Equity Factor Engine

Scores 5,500+ equities daily through a composite factor model with real-time portfolio strategy simulation and regime-aware allocation.

Next.jsTypeScriptPostgreSQLPrismaTradingView ChartsInngestOpenAI APIVercel
Equity factor engine interface showing stock rankings with composite scores, sector ETF performance, and multi-factor analysis columns
01

Problem

Most accessible screening tools offer static filters without real analytical depth. Consensus estimates are slow-moving, and the gap between institutional-grade quantitative research and what is available to smaller teams remains wide. The objective was to build a system that combines fundamental, growth, and technical signals into a single composite framework, updated daily and filterable in real time.

02

Approach

Constructed a three-factor scoring model that calculates z-scores across value, growth, and technical dimensions for every stock in the universe. Scores are computed dynamically at query time using PostgreSQL window functions, allowing users to toggle between industry-relative, sector-relative, and market-wide comparisons instantly. Added layers for relative strength rankings, earnings quality, capital discipline, and pivot-based risk/reward analysis. The scoring engine feeds into multiple portfolio strategies, each with historical tracking, daily rotation logs, and backtest analytics.

03

Result

The system processes the full equity universe nightly through an automated pipeline, serves real-time rankings with sub-500ms query times, and runs four distinct portfolio strategies with out-of-sample performance tracking.

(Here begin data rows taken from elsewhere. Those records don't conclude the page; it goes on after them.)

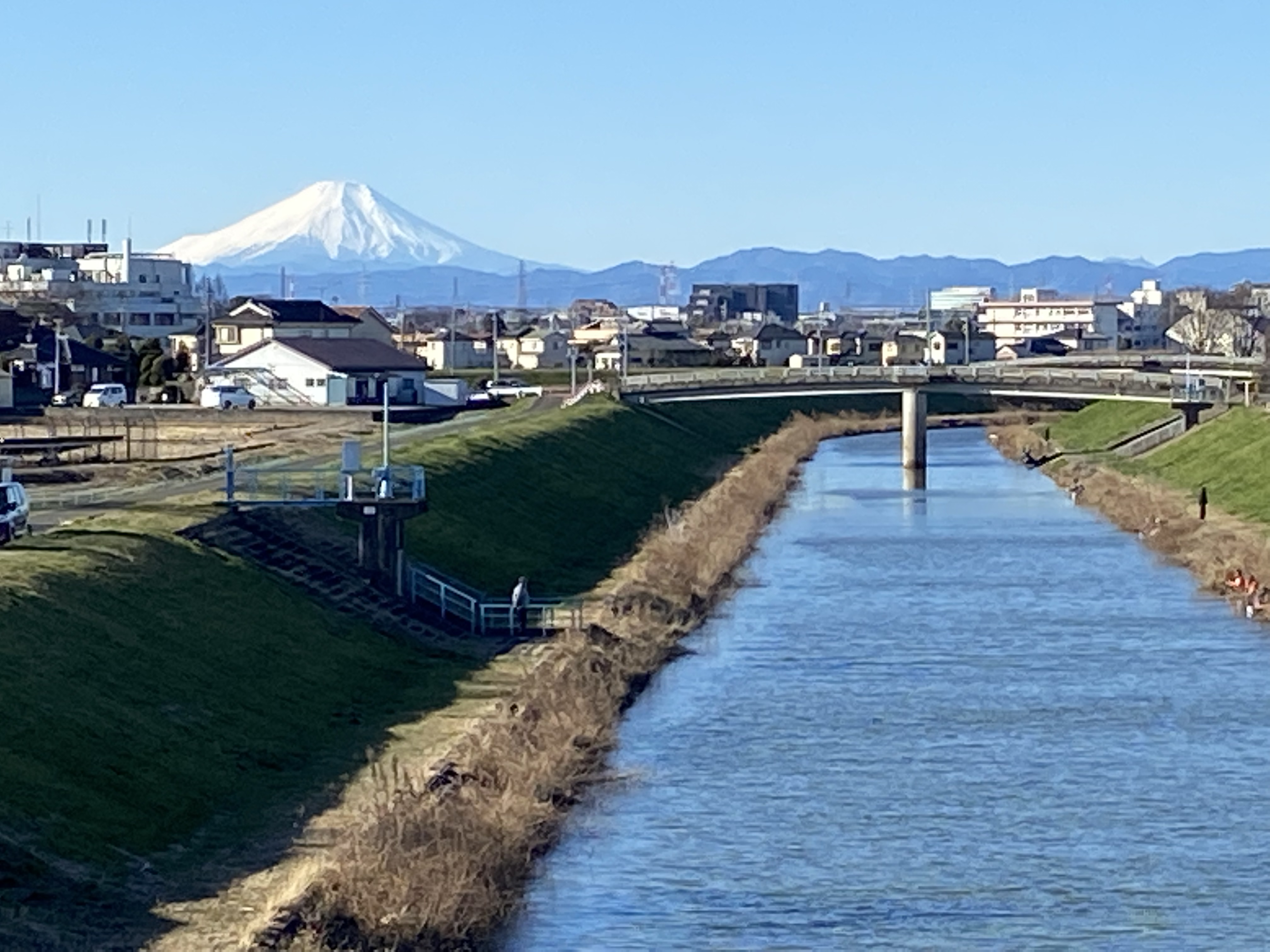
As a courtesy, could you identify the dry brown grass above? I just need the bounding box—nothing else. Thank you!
[248,416,893,951]
[992,427,1270,604]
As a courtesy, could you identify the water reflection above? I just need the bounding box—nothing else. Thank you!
[508,430,1270,949]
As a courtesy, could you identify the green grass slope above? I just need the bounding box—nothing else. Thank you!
[1119,407,1270,522]
[398,397,883,594]
[0,519,470,878]
[1049,400,1177,453]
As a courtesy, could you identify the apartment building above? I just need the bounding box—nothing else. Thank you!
[0,239,206,338]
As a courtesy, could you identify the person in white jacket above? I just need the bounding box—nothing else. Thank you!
[512,575,529,635]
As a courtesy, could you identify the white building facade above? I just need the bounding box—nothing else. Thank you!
[0,240,206,338]
[975,288,1123,350]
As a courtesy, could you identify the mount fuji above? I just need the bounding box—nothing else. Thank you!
[159,182,536,274]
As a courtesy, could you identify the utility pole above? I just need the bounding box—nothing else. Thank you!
[922,288,935,367]
[489,311,498,383]
[380,373,392,499]
[203,275,212,378]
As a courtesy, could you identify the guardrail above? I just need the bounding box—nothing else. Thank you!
[225,466,427,505]
[622,363,1231,402]
[409,564,583,635]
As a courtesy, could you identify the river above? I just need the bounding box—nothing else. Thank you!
[507,430,1270,952]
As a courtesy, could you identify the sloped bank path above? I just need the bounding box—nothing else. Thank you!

It replaced a collection of spreadsheets and manual workflows with a single research environment that handles data ingestion, factor scoring, and presentation end to end.

04

What I Learned

The scoring model itself was the easier part. The real complexity was in the data pipeline, handling corporate actions, rate limits, stale data detection, and making the nightly ingestion resilient enough to run unattended. Event-driven architecture, using small chained jobs instead of one long process, was the key to reliability at scale.